The Ponseti Method, a low-cost, non-surgical treatment for clubfoot, is perfectly suited to scaling in low-resource settings as it requires only basic supplies. It is well-documented that allied health professionals, such as physical therapists and casting technicians, can be proficiently trained in this technique. This supports task-sharing with orthopaedic surgeons to address the acute shortage of qualified health workers in many regions of the world.
Treating clubfoot is highly tactile: taking a Pirani score, manipulating the foot, applying casts correctly, and fitting the foot abduction brace are all skills that improve with practice. The ACT Program, originally launched as the Africa Clubfoot Training, is a standardised curriculum designed specifically for learning and applying these skills in low-resource settings. The curriculum combines theoretical learning with practical skill development, first with clubfoot models and then closely supervised with patients. The ACT package includes Basic, Advanced, and Train the Trainer courses, and has been successfully delivered around the world in English, French, and Spanish.
The ACT curricula have been extensively tested over several years and are widely considered the most comprehensive and practical set of Ponseti training available.
To supplement the hands-on training providers receive using ACT, MiracleFeet developed a digital version of the ACT curriculum, ACT Online, in partnership with OpenPediatrics at Boston Children’s Hospital. This eLearning platform enhances training outcomes and serves as a critical reference for new and experienced providers while reducing the cost of training. MiracleFeet also designed the world’s first 3-D interactive simulation of a clubfoot, allowing trainees and Ponseti practitioners to learn key concepts and practice foot manipulation in advance of and following in-person training.

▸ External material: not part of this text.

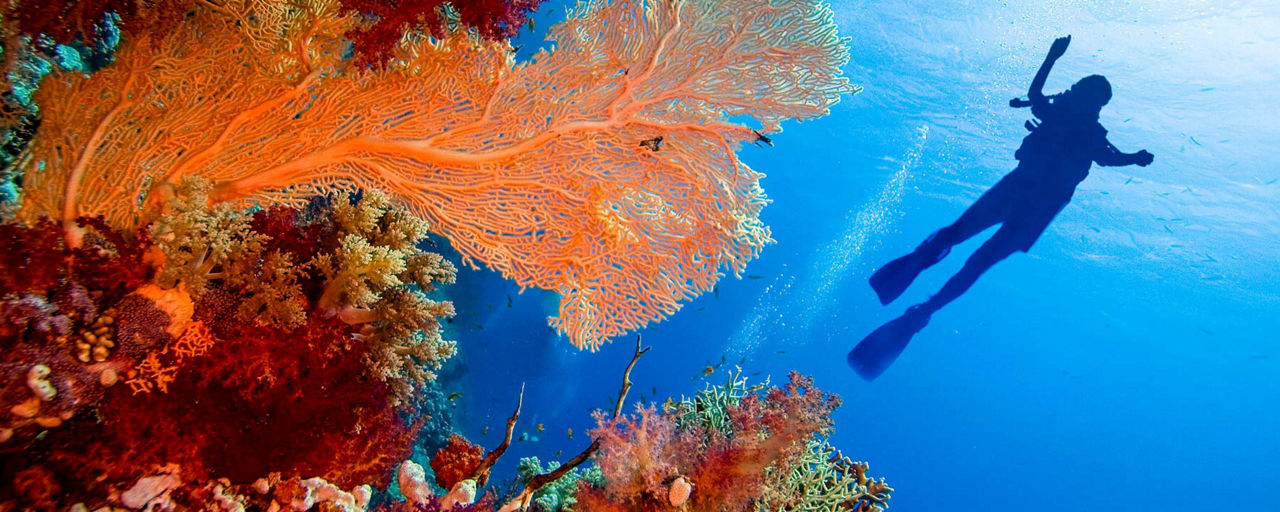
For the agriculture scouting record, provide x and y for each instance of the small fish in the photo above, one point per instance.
(652, 144)
(760, 137)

This year, MiracleFeet facilitated training for over 912 health workers at 92 courses around the globe. These included four flagship Train the Trainer courses in Ecuador, Sri Lanka, Uganda, and Senegal where, collectively, 42 experienced clinicians in 20 countries learned skills to train others in the Ponseti Method. In addition to teaching trainers, MiracleFeet partners delivered 53 basic, 25 advanced, and 10 refresher trainings this year.
Another tremendous training milestone was achieved through MiracleFeet’s recent partnership with PAHO — the World Health Organization’s (WHO) regional office of the Americas. Together we launched a free and open-access virtual course for frontline healthcare workers highlighting the importance of early identification and treatment of clubfoot. To date, over 4,500 health workers around the world have completed the course.